Personal information
- Full name: David Johnson
- Born: 23 August 1944 (age 82) Stamford, Lincolnshire, England
- Batting: Right-handed

Domestic team information
- 1965–1967: Lincolnshire

Career statistics
| Competition | List A |
| Matches | 2 |
| Runs scored | 42 |
| Batting average | 21.00 |
| 100s/50s | –/– |
| Top score | 35 |
| Balls bowled | – |
| Wickets | – |
| Bowling average | – |
| 5 wickets in innings | – |
| 10 wickets in match | – |
| Best bowling | – |
| Catches/stumpings | 2/– |
- Source: Cricinfo, 24 June 2011

= David Johnson (cricketer, born 1944) =

English cricketer

David Johnson (born 23 August 1944) is a former English cricketer. Johnson was a right-handed batsman. He was born in Dowsby, Lincolnshire.
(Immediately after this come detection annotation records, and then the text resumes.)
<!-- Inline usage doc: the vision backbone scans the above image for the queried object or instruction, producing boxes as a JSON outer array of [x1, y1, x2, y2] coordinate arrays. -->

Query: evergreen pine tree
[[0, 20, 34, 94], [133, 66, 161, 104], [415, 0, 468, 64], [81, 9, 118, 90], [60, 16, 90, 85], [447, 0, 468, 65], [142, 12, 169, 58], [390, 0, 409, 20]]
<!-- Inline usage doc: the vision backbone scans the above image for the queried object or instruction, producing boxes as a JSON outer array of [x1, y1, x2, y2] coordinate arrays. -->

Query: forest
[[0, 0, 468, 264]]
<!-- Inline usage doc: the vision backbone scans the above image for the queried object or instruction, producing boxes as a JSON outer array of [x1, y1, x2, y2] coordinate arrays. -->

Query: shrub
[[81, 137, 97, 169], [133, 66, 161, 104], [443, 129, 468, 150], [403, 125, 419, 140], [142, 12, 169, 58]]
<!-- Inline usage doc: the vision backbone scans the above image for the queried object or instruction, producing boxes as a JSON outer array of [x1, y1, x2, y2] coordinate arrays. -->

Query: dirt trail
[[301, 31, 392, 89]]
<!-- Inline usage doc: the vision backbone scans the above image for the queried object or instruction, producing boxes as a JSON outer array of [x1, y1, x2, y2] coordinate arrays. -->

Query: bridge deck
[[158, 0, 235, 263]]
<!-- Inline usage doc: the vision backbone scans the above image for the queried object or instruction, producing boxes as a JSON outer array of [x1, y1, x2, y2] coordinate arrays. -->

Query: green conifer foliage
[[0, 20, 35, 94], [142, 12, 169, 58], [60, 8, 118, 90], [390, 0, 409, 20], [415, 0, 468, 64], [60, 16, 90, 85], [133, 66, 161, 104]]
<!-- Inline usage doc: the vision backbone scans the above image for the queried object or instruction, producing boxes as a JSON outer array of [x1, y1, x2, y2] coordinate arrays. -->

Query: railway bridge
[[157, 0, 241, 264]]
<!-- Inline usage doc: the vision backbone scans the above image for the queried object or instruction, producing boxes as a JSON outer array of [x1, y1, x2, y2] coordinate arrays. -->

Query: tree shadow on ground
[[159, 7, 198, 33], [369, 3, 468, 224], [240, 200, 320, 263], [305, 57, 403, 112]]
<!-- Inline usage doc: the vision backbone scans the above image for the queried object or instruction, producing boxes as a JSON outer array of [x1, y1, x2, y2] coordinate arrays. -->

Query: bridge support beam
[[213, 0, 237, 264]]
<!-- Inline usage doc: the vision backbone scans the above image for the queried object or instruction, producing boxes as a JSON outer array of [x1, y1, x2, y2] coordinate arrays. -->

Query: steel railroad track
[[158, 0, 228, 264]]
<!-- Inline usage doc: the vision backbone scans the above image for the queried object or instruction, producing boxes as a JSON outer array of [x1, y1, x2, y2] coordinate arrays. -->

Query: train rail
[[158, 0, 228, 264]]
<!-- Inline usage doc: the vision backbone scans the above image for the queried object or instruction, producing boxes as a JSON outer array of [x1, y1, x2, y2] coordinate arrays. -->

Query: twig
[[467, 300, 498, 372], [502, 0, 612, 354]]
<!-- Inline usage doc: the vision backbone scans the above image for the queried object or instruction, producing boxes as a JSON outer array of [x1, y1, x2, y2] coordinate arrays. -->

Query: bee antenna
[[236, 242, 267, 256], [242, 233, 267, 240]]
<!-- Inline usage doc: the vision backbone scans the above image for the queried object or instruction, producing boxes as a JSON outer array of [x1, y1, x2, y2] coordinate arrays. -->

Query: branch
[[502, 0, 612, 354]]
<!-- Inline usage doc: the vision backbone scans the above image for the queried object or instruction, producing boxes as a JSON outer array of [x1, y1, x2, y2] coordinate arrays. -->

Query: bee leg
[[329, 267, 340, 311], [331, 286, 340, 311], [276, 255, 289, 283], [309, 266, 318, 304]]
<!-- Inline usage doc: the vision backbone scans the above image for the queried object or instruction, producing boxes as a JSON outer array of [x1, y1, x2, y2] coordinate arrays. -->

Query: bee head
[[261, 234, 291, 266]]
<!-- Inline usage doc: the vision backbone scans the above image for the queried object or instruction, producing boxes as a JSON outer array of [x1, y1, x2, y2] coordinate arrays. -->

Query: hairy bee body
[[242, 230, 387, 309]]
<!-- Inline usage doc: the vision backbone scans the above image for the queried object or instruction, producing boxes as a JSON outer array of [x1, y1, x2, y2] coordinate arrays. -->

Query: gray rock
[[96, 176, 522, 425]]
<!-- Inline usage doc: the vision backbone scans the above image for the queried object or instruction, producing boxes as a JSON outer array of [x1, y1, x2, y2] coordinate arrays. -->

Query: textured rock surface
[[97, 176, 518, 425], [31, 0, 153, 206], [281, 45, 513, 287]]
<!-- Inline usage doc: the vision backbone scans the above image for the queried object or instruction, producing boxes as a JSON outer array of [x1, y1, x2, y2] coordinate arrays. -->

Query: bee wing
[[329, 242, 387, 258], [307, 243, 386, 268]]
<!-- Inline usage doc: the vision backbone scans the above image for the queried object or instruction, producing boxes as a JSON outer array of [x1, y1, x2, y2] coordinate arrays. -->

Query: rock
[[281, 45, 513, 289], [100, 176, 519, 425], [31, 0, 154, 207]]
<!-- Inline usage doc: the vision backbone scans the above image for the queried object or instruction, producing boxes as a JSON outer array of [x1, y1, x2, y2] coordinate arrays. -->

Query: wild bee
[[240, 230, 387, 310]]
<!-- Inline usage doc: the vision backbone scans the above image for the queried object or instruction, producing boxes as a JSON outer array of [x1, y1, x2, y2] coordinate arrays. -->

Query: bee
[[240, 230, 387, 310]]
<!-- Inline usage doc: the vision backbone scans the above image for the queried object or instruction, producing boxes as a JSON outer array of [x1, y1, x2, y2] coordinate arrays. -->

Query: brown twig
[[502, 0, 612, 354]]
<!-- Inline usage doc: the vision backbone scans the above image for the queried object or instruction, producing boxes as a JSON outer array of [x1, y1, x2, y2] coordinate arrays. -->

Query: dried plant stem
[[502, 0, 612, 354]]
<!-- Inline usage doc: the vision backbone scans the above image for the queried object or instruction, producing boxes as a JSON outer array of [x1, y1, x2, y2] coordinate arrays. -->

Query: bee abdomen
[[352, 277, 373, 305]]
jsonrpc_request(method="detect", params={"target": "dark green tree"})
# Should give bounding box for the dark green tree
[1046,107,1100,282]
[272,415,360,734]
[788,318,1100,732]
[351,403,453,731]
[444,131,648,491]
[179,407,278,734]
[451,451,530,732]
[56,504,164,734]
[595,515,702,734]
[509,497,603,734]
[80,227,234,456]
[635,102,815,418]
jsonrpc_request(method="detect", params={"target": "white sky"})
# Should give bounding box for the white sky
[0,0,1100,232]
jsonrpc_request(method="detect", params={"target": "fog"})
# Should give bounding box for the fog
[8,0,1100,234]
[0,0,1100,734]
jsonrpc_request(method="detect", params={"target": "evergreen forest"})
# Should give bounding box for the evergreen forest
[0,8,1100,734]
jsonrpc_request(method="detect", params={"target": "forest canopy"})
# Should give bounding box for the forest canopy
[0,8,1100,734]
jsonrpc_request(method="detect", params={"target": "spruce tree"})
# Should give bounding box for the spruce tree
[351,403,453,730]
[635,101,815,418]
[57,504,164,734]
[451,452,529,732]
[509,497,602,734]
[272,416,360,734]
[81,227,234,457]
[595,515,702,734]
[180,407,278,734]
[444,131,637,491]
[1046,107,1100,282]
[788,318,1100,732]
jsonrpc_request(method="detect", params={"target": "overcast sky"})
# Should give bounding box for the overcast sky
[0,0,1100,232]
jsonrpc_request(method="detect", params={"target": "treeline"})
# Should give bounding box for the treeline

Johnson made his debut for Lincolnshire in the 1965 Minor Counties Championship against Shropshire. Johnson played Minor counties cricket for Lincolnshire from 1965 to 1967, which included 15 Minor Counties Championship appearances. He made his List A debut against Hampshire in the 1966 Gillette Cup. In this match he scored 16 runs, before being dismissed by Alan Wassell. He played a further List A match against the same opposition in the 1967 Gillette Cup. Opening the batting, he was dismissed for 7 runs by Derek Shackleton.